Sun, Feb 17, 2008
The Inca empire of greater Peru is known as South America's grandest, but most of its fabulous gold, with a technique they couldn't equal, stems from the 600 year older Lambayeque culture, a merchant culture which built around three Peruvian sites including Tucuma the greatest pyramids in the world, up to thrice Cheops's, with tombs -at the outer side- but in adobe, which was badly damaged by the very floods around 1300 which finished off the culture. A German engineer discovered them and realized their significance a century ago, a German professor now heads its thorough archaeological investigation, revealing a lot of truth in the myth of their founding god-king.
Sun, Mar 2, 2008
In 1944, the approach of the Soviet Red army caused most of the 'Prussia treasure' to be removed from the museum in capital Koenigsberg's castle, to be separated until the 'Wende' (German reunion after the fall of the Iron Curtain). Recently German researchers followed its trail, and discovered more then they expected. It's a unique collection of pieces from the Preussen (Prussians), the long-extinct tribe the German region Prussia by the Ostsee is named for, who traded a lot, mainly in precious amber (which the region is the world's best source of), notably with the Vikings. Although their culture had no writing, its jewelry proves a refined technology.
Sun, Mar 9, 2008
Arabian and German researchers examine the ancient legend that a mighty ruler of Babylon would have spend ten years in the measly desert oasis of Teyma, in present Saudi Arabia, on the Ancient incense trade route, which a Swede explored in 1879, finding ruins with an Aramaic inscription, referring without legible name to a Babylonian king. Teyma's still conserved spring, remains one of the world's largest, was an amazing engineering feat, able to serve 50 camels simultaneously. The fortified city once covered over 500 hectares, including a giant, repeatedly transformed temple. Recent finds, including cuneiform inscriptions on several spots, testify to intense trade as far as Egypt, and indicate the exiled monarch was Nabonit, Babylon's 6th century BC last king, his residence and motive for refuge or even banishment (on account of his veneration for his mother's regional god from another part of Mesopotamia?) remain unknown, but his son and representative at the Babylonian capital was the one who received the biblical writing on the wall before the kingdom was overrun.
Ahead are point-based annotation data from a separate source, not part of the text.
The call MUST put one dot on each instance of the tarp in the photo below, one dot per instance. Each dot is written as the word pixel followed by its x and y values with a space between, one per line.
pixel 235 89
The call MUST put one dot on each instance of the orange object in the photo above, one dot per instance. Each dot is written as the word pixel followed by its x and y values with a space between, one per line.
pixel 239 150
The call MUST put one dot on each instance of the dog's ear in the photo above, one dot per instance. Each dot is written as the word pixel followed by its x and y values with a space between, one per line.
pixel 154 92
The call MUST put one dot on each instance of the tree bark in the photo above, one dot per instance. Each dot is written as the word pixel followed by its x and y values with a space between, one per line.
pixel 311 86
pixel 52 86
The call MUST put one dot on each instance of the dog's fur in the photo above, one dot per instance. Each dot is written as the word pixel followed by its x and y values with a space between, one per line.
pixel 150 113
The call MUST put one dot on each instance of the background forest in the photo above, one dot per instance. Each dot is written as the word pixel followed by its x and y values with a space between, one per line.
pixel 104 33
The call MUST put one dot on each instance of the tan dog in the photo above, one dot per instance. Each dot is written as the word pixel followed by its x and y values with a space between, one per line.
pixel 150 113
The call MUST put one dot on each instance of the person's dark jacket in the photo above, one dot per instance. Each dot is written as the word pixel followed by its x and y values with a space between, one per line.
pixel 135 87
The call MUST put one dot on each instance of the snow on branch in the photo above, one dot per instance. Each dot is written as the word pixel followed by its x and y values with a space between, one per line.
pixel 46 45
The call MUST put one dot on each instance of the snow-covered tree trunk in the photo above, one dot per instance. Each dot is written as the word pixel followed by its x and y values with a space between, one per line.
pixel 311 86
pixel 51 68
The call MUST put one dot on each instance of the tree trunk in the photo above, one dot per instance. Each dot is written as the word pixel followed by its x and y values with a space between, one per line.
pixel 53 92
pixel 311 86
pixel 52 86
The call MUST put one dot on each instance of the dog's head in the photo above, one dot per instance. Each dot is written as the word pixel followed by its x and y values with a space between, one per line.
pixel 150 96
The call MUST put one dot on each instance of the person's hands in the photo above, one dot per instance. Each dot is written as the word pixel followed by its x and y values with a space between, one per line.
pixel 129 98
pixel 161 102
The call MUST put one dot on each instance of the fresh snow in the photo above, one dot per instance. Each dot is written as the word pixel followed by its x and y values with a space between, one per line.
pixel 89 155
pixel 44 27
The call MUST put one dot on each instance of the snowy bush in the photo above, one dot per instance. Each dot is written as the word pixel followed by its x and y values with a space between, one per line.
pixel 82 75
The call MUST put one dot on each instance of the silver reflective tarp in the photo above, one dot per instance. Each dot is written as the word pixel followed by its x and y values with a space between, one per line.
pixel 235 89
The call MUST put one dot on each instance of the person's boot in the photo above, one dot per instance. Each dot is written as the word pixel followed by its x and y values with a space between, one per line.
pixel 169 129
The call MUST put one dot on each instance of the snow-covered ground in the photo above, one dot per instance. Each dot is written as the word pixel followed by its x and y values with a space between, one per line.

Teyma obviously remained important many more centuries, probably also in the Nabathaean realm (capital Petra, in modern Jordan).
Sun, Mar 16, 2008
The Roman 'Il Ghesu' mother church of the Jesuit order contains a remarkable relic, a 'baptism' (i.e. right) arm ,which hasn't started decomposing in 450 years. Modern researchers trace its antecedents and theories about a hokes in the Vatican archives. It is attributed to saint Francis Xaverius, the Basque Jesuit missionary who converted hundreds of thousands of Hindus -under threat of colonial force, however- around Goa, the first and by far largest, heavily fortified Portuguese base on the Indian coast, end point of the early European (essentially commercial, not territorial) circumnavigation and colonization of Africa from Gibraltar to the Arabian Sea, prolonged to its goal, the rich spices trade of the Far East, which brought such immense wealth, especially trading with the then largest and richest Indian hinterland city (Vij... which perished in Muslim-Hindu religious strife) that Goa thrived to more inhabitants and churches then even Rome in the Renaissance age. The arm is attributed to the fabulous reliquary (started for the bones of a Georgian queen martyr shipped from Persia) of an Augustinian monastery, notably its chapter house, which is painstakingly tracked down during a 20 years long archaeological dig in Goa.